It is simple to explain this sequence - the upper part of the body is well supplied with blood and beta receptors predominate here. There is such a thing as a “fat trap” - an area of ​​fat where alpha receptors predominate. Such places are less well supplied with blood and metabolism occurs there more slowly, which means that fat is burned worse. The lower abdomen, thighs, butt, and in some cases the area above the knees and calves are often affected.

At first, the body will take fat not from where you would like it to, but from where it is easier for it to do it. From there, where the blood flow is better. If you want to enhance weight loss in certain areas, you need to increase blood circulation there. We’ll come back to this a little later, but first let’s talk about nutrition.

Exercises with dumbbells

These exercises are also widely used to “replenish” the legs. For example, you can do the following exercises:

  • Lunges. Stand up straight. Take dumbbells in your hands. Lunge forward with your left leg. Please note that the lunge should be deep - the thigh should be parallel to the floor. Return to the starting position. Lunge with your right foot and return to the starting position. Repeat 20 times. You can keep your hands with dumbbells down. If you want to pump up muscle mass in your arms at the same time as your legs, you can stretch your arms forward, raise them up or squeeze them at the elbows, combining exercises simultaneously with a leg lunge.

To speed up the effect, you can join a gym, where you will work out on a special machine that allows you to build muscle mass in your legs.

Run

Pump up your legs by running? Yes, this is possible. The main thing is to know how to run.
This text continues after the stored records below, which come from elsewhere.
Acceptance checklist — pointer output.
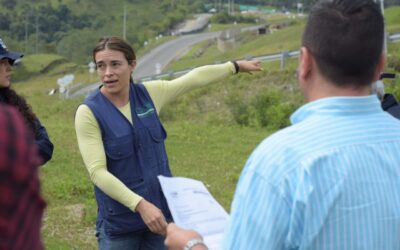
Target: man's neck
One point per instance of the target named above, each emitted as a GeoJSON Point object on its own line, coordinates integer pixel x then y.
{"type": "Point", "coordinates": [324, 89]}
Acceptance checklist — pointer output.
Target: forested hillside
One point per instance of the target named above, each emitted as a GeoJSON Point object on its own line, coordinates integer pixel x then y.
{"type": "Point", "coordinates": [71, 27]}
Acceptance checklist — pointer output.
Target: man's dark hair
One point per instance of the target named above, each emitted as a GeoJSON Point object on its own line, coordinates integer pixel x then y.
{"type": "Point", "coordinates": [346, 39]}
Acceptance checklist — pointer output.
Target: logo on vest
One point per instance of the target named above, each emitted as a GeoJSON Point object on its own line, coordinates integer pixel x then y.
{"type": "Point", "coordinates": [145, 111]}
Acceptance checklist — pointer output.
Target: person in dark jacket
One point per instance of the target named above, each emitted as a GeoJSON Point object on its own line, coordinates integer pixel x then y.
{"type": "Point", "coordinates": [389, 102]}
{"type": "Point", "coordinates": [21, 201]}
{"type": "Point", "coordinates": [9, 96]}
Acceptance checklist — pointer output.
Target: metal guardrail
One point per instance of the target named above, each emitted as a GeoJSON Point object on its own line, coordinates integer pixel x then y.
{"type": "Point", "coordinates": [264, 58]}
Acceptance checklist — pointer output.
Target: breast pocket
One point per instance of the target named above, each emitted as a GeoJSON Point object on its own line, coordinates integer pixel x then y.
{"type": "Point", "coordinates": [119, 150]}
{"type": "Point", "coordinates": [152, 148]}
To do this, you need to compare the weight of marathon runner and Olympic winner Stephen Kiprotich and sprinter Usain Bolt. Stephen weighs only 56 kg with a height of 176 cm, and Usain is a 94-kilogram athlete with a height of 195 cm. The conclusion suggests itself: the legs swing better during short runs up to 400 m. Long distances train endurance, burn fat, but do not increase the volume of leg muscles. For best results, run with weights.

There is another way: pump up your legs on an exercise bike. Notice how beautiful the legs of cycling marathon participants are. Such workouts will pump up the front of the thigh. You need to exercise at least 40 minutes a day.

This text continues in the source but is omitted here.